Vicdan Vakfı olarak, Kızılay Meşrutiyet Caddesi'ndeki yeni merkezimizde gerçekleştirdiğimiz Vicdan Buluşmaları'nın ilk toplantısında, vakfımızın başkanı Ömer Faruk Gergerlioğlu'nun moderatörlüğünde, genel toplum tarafından zulme uğrayan, ötekileştirilen, haksızlıklara maruz bırakılan, susturulan, çaresizleştirile kardeşlerimizle bir araya getirdik. Bu buluşma, birbirimizi daha iyi anlamak ve empati kurmak için samimi bir sohbetin kapılarını araladı.

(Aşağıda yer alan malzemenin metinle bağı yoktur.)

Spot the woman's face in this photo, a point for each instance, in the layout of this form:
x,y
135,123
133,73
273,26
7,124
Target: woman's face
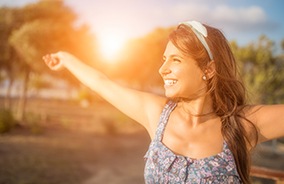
x,y
181,74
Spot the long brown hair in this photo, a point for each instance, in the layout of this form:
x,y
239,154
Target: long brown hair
x,y
226,89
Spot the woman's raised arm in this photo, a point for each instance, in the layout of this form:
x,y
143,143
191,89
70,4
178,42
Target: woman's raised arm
x,y
269,120
145,108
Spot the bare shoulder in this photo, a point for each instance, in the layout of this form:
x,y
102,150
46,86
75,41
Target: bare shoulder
x,y
154,108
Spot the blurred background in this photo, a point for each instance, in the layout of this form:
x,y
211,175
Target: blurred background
x,y
55,130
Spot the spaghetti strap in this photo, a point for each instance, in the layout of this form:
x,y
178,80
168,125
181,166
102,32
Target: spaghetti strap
x,y
169,107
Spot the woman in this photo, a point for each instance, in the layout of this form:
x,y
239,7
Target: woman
x,y
202,131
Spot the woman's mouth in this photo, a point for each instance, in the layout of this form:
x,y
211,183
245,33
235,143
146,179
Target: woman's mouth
x,y
170,82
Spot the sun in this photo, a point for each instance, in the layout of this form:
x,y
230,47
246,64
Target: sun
x,y
111,44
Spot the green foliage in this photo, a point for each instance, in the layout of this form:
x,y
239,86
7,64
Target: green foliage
x,y
33,123
6,121
262,70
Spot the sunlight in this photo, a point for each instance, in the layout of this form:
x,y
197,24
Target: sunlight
x,y
111,44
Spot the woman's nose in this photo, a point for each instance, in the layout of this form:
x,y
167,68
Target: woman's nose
x,y
164,69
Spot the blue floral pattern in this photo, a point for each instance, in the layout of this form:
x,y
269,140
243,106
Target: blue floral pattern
x,y
164,166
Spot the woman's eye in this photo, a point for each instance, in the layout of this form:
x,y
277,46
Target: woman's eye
x,y
176,60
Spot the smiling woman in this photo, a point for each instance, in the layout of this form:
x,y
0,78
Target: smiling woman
x,y
110,45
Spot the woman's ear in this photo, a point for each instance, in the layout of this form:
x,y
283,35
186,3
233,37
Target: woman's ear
x,y
210,69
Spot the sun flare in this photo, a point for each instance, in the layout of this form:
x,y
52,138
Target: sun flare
x,y
111,45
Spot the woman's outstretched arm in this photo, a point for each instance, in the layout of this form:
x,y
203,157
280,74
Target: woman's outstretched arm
x,y
269,120
145,108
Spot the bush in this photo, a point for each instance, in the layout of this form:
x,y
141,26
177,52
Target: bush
x,y
6,120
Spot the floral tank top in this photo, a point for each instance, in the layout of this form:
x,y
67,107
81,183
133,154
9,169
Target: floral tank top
x,y
163,166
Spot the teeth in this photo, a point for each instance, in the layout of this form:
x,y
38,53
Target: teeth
x,y
170,82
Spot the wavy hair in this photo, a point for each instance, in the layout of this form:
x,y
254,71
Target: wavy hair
x,y
225,88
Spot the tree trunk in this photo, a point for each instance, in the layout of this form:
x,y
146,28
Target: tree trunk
x,y
23,97
8,98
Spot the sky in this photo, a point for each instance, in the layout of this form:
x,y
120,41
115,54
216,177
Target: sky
x,y
241,20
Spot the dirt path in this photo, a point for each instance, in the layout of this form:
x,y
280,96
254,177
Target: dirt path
x,y
56,157
60,157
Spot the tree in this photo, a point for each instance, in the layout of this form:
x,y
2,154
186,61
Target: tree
x,y
261,70
46,27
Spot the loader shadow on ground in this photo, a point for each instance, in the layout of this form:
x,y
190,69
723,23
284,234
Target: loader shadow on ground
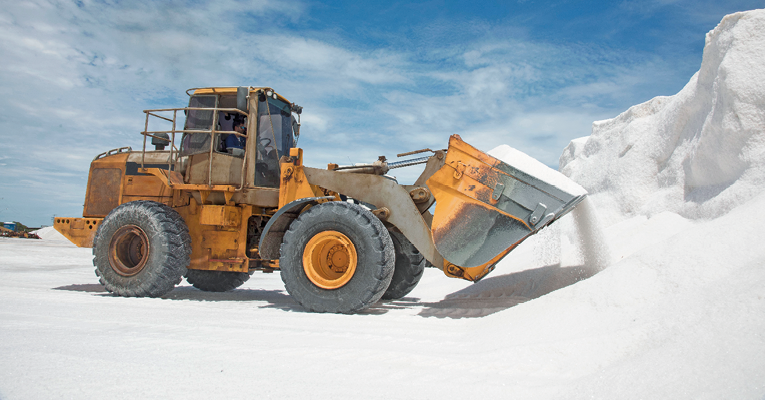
x,y
499,293
486,297
274,298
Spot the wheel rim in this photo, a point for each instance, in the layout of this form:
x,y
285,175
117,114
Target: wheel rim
x,y
329,260
128,250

Toplantıda, Roman topluluğunun sesini duyduk. Okullarda yer bulamayan, çöp konteynerlerinde, adliye koridorlarında ve geri dönüşüm alanlarında hayatta kalma mücadelesi veren Roman çocuklarının hikayeleri yürekleri burktu. Onların eğitimdeki devamsızlığı ve onlara bu konuda çözem üretilmemesi, toplumun bu kesimine yönelik derin bir ilgisizliği ve ihmal edilmişliği gözler önüne serdi.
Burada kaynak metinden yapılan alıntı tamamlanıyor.